# Unsupervised learning - Clustering

The goal of clustering:
> ... clustering is the task of partitioning the dataset into groups, called clusters. The goal is to split up the data in such a way that points within a single cluster are very similar and points in different clusters are different. Similarly to classification algorithms, clustering algorithms assign (or predict) a number to each data point, indicating which cluster a particular point belongs to.

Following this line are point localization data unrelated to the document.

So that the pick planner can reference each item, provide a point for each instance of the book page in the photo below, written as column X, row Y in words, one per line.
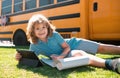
column 66, row 63
column 72, row 62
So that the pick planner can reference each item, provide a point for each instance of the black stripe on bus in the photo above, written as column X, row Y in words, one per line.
column 47, row 7
column 65, row 16
column 68, row 30
column 50, row 18
column 5, row 39
column 8, row 32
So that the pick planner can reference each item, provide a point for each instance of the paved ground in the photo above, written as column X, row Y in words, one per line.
column 6, row 43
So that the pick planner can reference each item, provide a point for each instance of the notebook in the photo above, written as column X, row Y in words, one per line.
column 29, row 58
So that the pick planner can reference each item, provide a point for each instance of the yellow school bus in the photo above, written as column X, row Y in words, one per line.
column 90, row 19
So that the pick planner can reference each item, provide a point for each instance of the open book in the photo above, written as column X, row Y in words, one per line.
column 66, row 63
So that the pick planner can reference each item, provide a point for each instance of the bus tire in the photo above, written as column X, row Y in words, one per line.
column 20, row 39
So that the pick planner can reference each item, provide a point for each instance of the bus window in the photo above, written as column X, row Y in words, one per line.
column 30, row 4
column 6, row 6
column 45, row 2
column 18, row 5
column 61, row 0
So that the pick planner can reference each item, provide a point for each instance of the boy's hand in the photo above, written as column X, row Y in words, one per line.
column 18, row 56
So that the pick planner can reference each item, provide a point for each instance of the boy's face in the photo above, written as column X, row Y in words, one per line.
column 41, row 31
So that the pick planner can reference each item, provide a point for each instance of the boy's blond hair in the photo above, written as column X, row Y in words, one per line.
column 38, row 19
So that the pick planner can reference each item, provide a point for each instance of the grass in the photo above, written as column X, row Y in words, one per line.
column 9, row 68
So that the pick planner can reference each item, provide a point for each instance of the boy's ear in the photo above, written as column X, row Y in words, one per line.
column 50, row 21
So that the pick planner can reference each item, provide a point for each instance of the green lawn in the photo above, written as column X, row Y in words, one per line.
column 10, row 69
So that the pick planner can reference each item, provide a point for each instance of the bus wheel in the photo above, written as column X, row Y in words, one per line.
column 20, row 39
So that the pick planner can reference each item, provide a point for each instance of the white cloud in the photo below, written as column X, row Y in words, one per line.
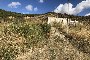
column 41, row 1
column 87, row 14
column 63, row 8
column 35, row 9
column 14, row 4
column 29, row 7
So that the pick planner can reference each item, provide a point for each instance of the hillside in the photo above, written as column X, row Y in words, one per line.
column 34, row 39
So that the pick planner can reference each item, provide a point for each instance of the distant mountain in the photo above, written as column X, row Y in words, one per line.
column 5, row 14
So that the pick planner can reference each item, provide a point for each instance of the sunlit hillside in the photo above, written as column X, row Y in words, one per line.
column 30, row 37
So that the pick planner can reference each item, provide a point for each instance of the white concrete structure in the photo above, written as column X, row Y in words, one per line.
column 27, row 17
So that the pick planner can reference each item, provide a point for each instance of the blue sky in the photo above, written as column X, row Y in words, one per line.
column 39, row 6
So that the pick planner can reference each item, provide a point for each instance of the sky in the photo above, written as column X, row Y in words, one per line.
column 76, row 7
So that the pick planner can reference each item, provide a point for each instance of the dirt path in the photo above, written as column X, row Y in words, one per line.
column 57, row 48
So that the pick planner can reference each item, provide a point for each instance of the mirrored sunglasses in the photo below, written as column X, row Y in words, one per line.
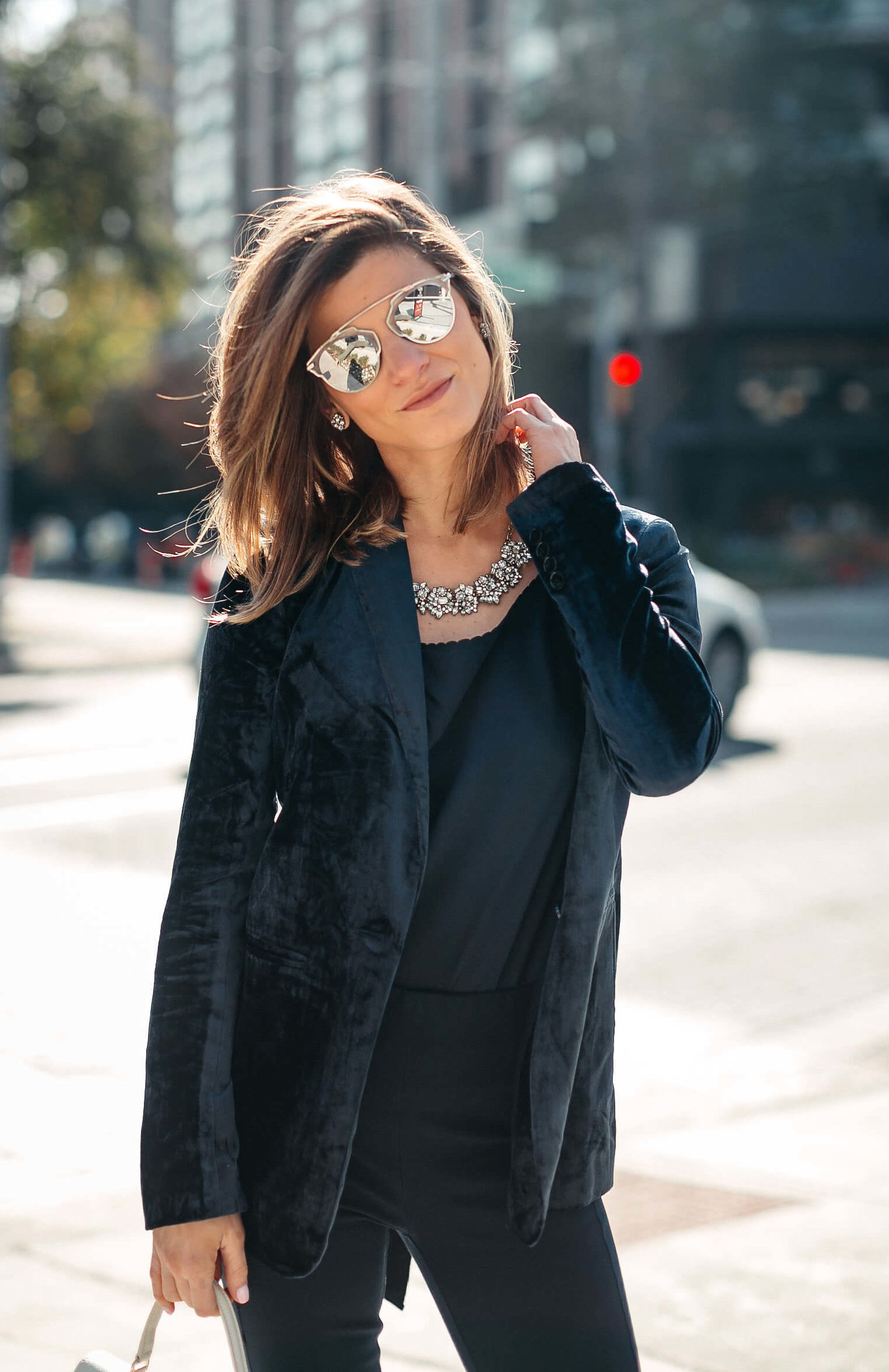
column 352, row 358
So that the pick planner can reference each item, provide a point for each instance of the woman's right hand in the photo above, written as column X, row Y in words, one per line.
column 187, row 1258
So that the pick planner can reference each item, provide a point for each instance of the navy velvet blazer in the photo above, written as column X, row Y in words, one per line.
column 301, row 854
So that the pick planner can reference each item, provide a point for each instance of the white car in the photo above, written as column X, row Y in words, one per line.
column 733, row 629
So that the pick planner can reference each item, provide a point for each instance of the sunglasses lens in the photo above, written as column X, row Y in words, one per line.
column 426, row 313
column 350, row 361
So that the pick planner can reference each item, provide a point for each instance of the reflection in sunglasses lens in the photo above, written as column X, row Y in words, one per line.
column 426, row 315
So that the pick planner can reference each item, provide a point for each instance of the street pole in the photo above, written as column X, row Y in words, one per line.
column 644, row 477
column 428, row 105
column 6, row 655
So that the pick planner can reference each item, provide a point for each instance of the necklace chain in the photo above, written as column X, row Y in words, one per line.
column 486, row 590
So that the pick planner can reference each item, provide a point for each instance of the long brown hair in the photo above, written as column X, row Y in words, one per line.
column 292, row 491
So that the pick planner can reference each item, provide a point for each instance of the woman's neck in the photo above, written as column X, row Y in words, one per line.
column 430, row 487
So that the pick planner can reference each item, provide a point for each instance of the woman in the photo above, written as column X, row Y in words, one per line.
column 383, row 1013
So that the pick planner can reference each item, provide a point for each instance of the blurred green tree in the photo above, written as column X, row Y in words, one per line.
column 91, row 275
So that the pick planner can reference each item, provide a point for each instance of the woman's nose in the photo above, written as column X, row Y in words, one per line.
column 404, row 360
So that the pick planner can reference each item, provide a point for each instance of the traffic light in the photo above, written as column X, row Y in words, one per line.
column 625, row 370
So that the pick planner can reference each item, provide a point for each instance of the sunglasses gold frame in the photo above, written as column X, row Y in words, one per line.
column 396, row 297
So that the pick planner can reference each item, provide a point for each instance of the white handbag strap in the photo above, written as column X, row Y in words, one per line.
column 230, row 1322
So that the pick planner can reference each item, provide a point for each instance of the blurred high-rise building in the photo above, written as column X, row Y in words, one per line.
column 272, row 94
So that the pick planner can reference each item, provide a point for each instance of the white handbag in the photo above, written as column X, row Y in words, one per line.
column 107, row 1363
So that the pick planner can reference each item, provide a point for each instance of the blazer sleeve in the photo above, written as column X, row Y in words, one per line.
column 630, row 603
column 188, row 1138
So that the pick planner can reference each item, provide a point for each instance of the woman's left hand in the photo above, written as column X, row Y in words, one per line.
column 552, row 441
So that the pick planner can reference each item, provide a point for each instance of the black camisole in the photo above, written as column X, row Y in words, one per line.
column 505, row 722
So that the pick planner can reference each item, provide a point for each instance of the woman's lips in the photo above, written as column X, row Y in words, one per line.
column 430, row 397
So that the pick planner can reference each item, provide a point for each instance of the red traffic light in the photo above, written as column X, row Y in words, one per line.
column 625, row 370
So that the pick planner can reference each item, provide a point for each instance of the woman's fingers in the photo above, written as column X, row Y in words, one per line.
column 235, row 1261
column 157, row 1289
column 522, row 420
column 552, row 441
column 171, row 1292
column 535, row 405
column 202, row 1297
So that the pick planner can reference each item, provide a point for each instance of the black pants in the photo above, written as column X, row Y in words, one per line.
column 431, row 1160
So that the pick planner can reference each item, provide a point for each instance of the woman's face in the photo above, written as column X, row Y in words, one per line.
column 426, row 396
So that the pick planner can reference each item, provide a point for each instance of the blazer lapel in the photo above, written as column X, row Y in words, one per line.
column 383, row 582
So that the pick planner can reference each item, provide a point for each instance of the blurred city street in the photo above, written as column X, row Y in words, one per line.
column 752, row 1206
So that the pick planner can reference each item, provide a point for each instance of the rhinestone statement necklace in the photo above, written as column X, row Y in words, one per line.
column 486, row 589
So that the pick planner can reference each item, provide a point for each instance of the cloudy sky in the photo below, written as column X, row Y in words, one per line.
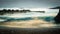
column 29, row 3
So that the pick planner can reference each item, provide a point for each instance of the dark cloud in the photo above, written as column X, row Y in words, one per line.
column 29, row 3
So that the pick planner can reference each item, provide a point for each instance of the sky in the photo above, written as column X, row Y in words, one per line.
column 29, row 3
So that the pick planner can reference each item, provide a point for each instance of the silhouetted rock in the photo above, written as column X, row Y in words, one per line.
column 57, row 18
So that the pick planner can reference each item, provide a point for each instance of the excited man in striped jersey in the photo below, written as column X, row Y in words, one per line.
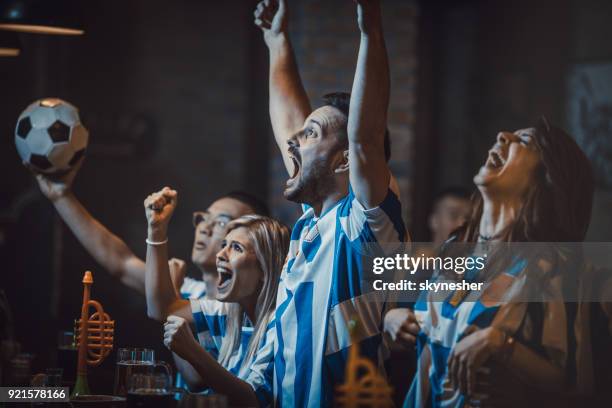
column 336, row 159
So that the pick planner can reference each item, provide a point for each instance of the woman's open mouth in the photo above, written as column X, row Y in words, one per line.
column 225, row 278
column 495, row 160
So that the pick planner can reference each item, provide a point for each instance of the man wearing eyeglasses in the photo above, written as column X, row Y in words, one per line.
column 119, row 260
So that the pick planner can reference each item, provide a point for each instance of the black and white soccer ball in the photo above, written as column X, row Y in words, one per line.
column 50, row 137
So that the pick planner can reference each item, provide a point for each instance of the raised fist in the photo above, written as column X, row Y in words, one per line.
column 271, row 17
column 402, row 326
column 159, row 207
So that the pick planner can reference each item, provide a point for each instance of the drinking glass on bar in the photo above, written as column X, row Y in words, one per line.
column 132, row 361
column 150, row 391
column 67, row 355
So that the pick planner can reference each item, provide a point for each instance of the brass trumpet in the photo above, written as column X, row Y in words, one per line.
column 94, row 337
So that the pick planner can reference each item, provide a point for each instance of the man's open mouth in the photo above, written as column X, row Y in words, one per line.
column 296, row 166
column 225, row 277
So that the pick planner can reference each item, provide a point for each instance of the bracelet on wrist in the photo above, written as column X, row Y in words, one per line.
column 156, row 243
column 507, row 348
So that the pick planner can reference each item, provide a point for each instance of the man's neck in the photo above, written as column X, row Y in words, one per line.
column 328, row 202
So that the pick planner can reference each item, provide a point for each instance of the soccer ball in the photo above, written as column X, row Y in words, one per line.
column 50, row 136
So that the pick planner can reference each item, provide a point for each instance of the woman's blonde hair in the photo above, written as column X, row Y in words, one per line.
column 270, row 241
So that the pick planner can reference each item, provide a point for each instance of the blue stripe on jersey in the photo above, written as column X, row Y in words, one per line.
column 200, row 322
column 296, row 232
column 392, row 206
column 448, row 310
column 290, row 264
column 327, row 253
column 346, row 285
column 279, row 360
column 482, row 316
column 439, row 359
column 264, row 392
column 310, row 248
column 216, row 324
column 303, row 306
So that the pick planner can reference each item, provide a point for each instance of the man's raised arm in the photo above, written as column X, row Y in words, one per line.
column 367, row 121
column 289, row 105
column 104, row 246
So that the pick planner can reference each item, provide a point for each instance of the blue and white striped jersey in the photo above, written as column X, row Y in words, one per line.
column 320, row 291
column 443, row 324
column 210, row 317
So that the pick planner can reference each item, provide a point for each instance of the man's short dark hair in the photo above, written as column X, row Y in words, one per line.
column 258, row 206
column 342, row 101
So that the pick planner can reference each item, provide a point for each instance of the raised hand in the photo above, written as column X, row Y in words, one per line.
column 469, row 355
column 402, row 326
column 271, row 17
column 55, row 188
column 159, row 207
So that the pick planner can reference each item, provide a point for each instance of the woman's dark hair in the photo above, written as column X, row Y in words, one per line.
column 557, row 208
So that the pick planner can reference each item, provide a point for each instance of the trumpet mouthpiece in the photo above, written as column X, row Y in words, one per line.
column 88, row 277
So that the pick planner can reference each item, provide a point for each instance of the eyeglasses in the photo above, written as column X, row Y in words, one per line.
column 218, row 224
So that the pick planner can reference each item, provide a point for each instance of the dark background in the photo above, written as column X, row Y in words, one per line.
column 175, row 93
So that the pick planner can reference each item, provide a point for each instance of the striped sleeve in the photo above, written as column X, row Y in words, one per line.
column 209, row 317
column 261, row 371
column 381, row 224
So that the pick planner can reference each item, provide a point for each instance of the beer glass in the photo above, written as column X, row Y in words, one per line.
column 132, row 361
column 150, row 391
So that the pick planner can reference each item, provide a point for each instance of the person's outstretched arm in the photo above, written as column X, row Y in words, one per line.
column 161, row 296
column 104, row 246
column 367, row 120
column 289, row 105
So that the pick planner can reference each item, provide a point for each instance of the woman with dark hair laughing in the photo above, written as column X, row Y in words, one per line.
column 491, row 348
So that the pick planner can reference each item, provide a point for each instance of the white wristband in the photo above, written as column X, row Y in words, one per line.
column 153, row 243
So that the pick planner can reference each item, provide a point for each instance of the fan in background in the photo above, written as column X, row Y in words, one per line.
column 41, row 16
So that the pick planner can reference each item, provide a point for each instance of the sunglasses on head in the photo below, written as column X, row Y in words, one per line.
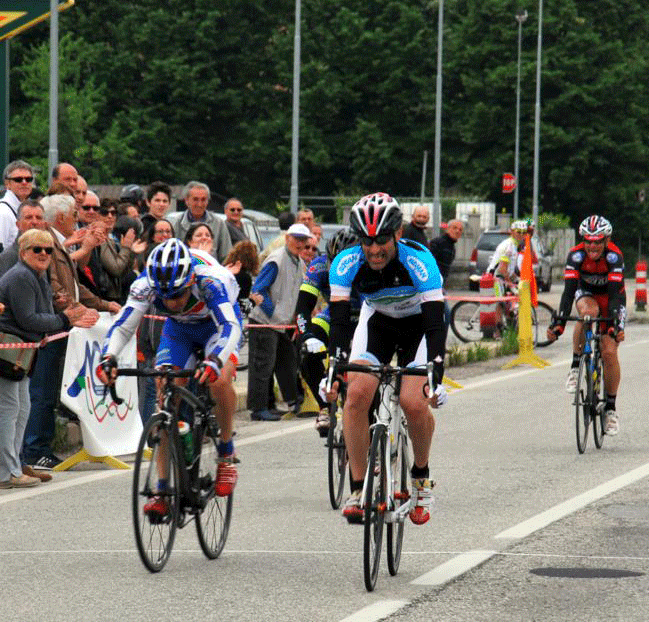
column 368, row 240
column 175, row 295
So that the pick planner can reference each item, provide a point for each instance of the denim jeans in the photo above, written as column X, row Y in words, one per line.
column 14, row 410
column 44, row 390
column 270, row 352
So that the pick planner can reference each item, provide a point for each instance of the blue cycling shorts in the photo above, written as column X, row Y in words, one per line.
column 179, row 341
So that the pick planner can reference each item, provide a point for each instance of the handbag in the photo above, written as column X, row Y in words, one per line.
column 15, row 363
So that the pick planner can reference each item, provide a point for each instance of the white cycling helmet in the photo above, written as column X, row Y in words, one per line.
column 169, row 268
column 595, row 228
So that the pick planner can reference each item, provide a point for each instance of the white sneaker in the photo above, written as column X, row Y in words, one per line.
column 612, row 423
column 571, row 380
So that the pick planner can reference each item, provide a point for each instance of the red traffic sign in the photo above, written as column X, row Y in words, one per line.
column 509, row 183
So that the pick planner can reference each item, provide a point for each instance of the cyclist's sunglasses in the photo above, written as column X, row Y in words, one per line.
column 42, row 249
column 368, row 240
column 175, row 295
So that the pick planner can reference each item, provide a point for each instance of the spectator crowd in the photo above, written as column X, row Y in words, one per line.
column 67, row 254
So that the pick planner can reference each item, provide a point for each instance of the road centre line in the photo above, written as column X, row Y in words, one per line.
column 376, row 611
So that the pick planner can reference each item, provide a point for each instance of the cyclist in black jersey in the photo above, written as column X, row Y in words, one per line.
column 594, row 279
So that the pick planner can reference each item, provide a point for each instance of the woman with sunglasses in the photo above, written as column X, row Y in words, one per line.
column 27, row 313
column 594, row 280
column 116, row 258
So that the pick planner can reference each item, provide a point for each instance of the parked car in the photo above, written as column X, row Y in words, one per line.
column 484, row 250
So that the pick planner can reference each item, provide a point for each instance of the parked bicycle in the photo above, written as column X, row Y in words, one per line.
column 590, row 397
column 188, row 463
column 465, row 321
column 386, row 488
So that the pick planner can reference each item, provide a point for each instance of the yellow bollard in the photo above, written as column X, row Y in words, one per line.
column 525, row 341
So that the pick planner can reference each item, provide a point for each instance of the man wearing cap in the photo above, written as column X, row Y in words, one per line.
column 271, row 350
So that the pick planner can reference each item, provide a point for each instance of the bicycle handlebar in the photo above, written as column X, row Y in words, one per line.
column 147, row 373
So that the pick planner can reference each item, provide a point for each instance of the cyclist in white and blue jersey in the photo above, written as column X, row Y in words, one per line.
column 199, row 297
column 402, row 312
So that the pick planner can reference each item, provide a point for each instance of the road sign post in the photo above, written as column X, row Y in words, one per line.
column 509, row 183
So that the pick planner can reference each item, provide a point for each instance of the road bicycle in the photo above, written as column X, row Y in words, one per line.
column 386, row 488
column 590, row 398
column 189, row 465
column 465, row 321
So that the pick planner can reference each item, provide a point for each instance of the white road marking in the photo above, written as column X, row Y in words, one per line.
column 454, row 568
column 376, row 611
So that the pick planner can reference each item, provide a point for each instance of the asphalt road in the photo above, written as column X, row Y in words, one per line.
column 524, row 528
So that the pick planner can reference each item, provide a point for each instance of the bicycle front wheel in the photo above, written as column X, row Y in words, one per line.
column 465, row 321
column 541, row 320
column 155, row 533
column 213, row 520
column 375, row 503
column 583, row 403
column 599, row 403
column 400, row 476
column 336, row 458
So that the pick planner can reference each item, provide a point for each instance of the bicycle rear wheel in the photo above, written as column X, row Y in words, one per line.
column 400, row 475
column 541, row 320
column 465, row 321
column 374, row 508
column 599, row 403
column 242, row 364
column 213, row 521
column 336, row 458
column 583, row 403
column 154, row 535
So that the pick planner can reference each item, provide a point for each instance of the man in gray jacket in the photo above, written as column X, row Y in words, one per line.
column 271, row 350
column 197, row 196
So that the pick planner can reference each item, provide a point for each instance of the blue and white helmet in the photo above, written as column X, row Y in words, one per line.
column 169, row 268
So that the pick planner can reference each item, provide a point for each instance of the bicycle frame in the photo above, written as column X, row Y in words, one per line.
column 390, row 416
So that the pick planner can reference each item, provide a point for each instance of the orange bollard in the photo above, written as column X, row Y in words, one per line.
column 488, row 319
column 641, row 285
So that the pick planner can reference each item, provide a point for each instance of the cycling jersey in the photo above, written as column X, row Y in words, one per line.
column 506, row 251
column 410, row 286
column 213, row 302
column 602, row 279
column 316, row 283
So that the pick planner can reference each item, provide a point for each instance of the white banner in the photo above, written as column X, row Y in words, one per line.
column 107, row 429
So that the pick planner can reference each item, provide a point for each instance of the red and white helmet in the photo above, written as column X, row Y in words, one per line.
column 595, row 228
column 375, row 214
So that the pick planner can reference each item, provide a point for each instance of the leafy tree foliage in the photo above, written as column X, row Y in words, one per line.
column 203, row 89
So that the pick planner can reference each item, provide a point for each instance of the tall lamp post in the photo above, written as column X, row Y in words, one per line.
column 521, row 16
column 295, row 139
column 537, row 119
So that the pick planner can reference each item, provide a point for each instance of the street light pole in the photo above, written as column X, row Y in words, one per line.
column 537, row 120
column 521, row 16
column 436, row 216
column 295, row 141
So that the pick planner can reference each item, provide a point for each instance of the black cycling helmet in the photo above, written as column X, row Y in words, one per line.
column 376, row 214
column 340, row 241
column 131, row 194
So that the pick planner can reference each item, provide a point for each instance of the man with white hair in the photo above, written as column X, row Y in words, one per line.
column 416, row 228
column 60, row 213
column 197, row 196
column 19, row 181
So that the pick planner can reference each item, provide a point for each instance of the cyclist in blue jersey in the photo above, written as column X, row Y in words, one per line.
column 199, row 298
column 402, row 313
column 313, row 331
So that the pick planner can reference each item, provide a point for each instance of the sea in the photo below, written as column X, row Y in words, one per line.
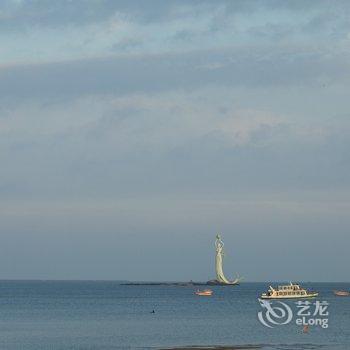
column 107, row 315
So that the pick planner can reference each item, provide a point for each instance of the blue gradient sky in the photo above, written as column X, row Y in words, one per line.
column 132, row 132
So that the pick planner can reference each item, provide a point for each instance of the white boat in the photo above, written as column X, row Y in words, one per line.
column 342, row 293
column 289, row 291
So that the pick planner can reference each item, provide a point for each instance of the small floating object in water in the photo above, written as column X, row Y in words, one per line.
column 342, row 293
column 205, row 292
column 289, row 291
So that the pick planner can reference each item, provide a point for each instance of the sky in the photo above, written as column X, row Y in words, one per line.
column 132, row 132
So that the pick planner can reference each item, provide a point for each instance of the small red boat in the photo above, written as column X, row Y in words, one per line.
column 205, row 292
column 342, row 293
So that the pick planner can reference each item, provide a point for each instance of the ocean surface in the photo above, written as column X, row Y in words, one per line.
column 106, row 315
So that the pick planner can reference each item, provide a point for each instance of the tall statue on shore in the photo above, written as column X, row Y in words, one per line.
column 220, row 277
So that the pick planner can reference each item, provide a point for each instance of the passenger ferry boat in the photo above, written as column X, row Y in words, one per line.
column 205, row 292
column 290, row 291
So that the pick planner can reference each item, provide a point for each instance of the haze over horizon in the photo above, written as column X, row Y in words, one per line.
column 131, row 133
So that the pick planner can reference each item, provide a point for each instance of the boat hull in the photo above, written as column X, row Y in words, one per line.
column 308, row 296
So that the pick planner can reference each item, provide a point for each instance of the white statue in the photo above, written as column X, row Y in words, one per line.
column 220, row 277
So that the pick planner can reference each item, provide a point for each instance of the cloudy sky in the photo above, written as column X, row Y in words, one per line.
column 132, row 132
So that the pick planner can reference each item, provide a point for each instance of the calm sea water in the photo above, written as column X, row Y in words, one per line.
column 105, row 315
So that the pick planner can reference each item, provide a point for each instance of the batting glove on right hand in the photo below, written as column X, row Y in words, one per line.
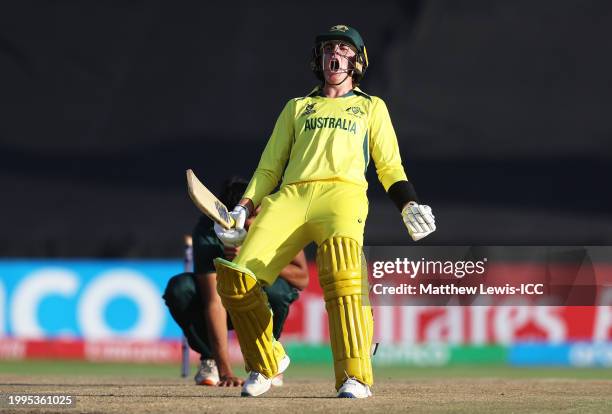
column 235, row 236
column 419, row 220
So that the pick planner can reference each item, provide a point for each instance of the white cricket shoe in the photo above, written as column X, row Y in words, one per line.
column 207, row 374
column 354, row 389
column 257, row 384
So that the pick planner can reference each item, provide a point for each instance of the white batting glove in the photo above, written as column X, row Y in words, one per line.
column 235, row 236
column 419, row 220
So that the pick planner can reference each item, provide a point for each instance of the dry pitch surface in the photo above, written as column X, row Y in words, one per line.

A big part is interpreting the clusters. You need to know what the features represent, where your data comes from.

## KMeans Clustering

Follow:
- _Introduction to Machine Learning_ [Chapter 3](https://github.com/amueller/introduction_to_ml_with_python/blob/master/03-unsupervised-learning.ipynb) **Section 3.5.1 k-Means Clustering** 
- _Practical Statistics for Data Scientists_ [Chapter 7](https://github.com/gedeck/practical-statistics-for-data-scientists/blob/master/python/notebooks/Chapter%207%20-%20Unsupervised%20Learning.ipynb) K-Means algorithm


In [None]:
import numpy as np
import pandas as pd
import matplotlib.pyplot as plt
import seaborn as sns

%matplotlib inline

In [None]:
import mglearn

## How does KMeans Clustering work?

**The number of clusters has to be chosen by the user first**

>The algorithm alternates between two steps: assigning each data point to the closest cluster center, and then setting each cluster center as the mean of the data points that are assigned to it

In [None]:
mglearn.plots.plot_kmeans_algorithm()

There is randomness involved -> set random_state for consistent results.

scikit-learn performs multiple clusterings `n_init=10` by default and returns the *best*.

### Scikit-learn code

In [None]:
from sklearn.datasets import make_blobs
from sklearn.cluster import KMeans

# generate synthetic two-dimensional data
X, y = make_blobs(random_state=1)

# build the clustering model
kmeans = KMeans(n_clusters=3, random_state=4, n_init=10)
kmeans.fit(X)

In [None]:
print("Cluster memberships:\n{}".format(kmeans.labels_))

In [None]:
print("Cluster memberships:\n{}".format(kmeans.predict(X)))

### Visualizing clusters and cluster centres

In [None]:
mglearn.discrete_scatter(X[:, 0], X[:, 1], kmeans.labels_, markers='o')
mglearn.discrete_scatter(
    kmeans.cluster_centers_[:, 0], kmeans.cluster_centers_[:, 1], [0, 1, 2],
    markers='^', markeredgewidth=2);

## Another way to interpret Clustering

Code from Practical Statistics for Data Scientists [Unsupervised Learning](https://github.com/gedeck/practical-statistics-for-data-scientists/blob/master/python/notebooks/Chapter%207%20-%20Unsupervised%20Learning.ipynb)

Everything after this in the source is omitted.